By CAM LUCADOU-WELLS
Freshpoint Kebabs make no ordinary meat on a stick, nor is its proprietor an ordinary man.
The Hampton Park eatery cooks up Afghan-style kebabs in lamb, chicken and shami – which is a fine-minced lamb – that are coated with a mild, pleasant hide of spices and cut into generous cubes.
The kebabs are served on the plate with flat bread and fresh garden salad, as well as a garlic raita and a citrus vinegar dressing that are created on the premises.
They are popular dishes for a growing Afghan community moving into Casey which is hungry for its national food.
But in truth owner Jan Shafahi sates a diversity of diners with charcoal tandoori chicken and chips, dim sims, Turkish-style kebab and lamb curry as well as Afghan dumplings filled with either spinach (ashak) or meat (mantu).
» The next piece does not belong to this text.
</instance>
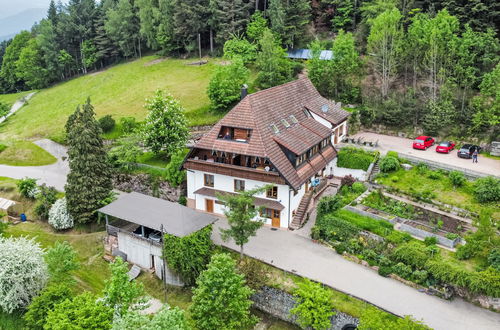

“This shop is not like other shops,” the former asylum seeker said.
“I try to bring in a lot of different customers.”
His giant flat breads sell for $1 and have built a giant following. They are baked in vertical tandoori ovens each day, selling before they’ve barely cooled.
In 2014, Mr Shafahi took over the shop, leaving behind a decade of factory toil. He works 14-hour days, but hasn’t regretted the move.
He’s learnt a lot on the job in his own business and meets a wealth of people. In contrast, “everything comes at you in one direction” in the factory and there were no prospects for advancement.
Fleeing from Taliban persecution in Afghanistan, he arrived in Australia by boat in 2000. It was his first ever boat trip and it was on rough seas and without life jackets.
By his own example, he puts the lie to the misconception that asylum seekers take jobs.
He employs four staff members who prepare the extensive menu from early mornings.
One of his fellow former factory colleagues – also a refugee – owns a large supermarket in Dandenong.
“From the Australians I see, I feel the love of all people here.”
Mr Shafahi continues to dream. He plans for a 150-seat dine-in restaurant.
Freshpoint Kebabs is open seven days a week from 7am-9pm at shop 21, 166 Somerville Road, Hampton Park.
Phone 8751 3221.
Jan Shafahi has been working hard to build up his business.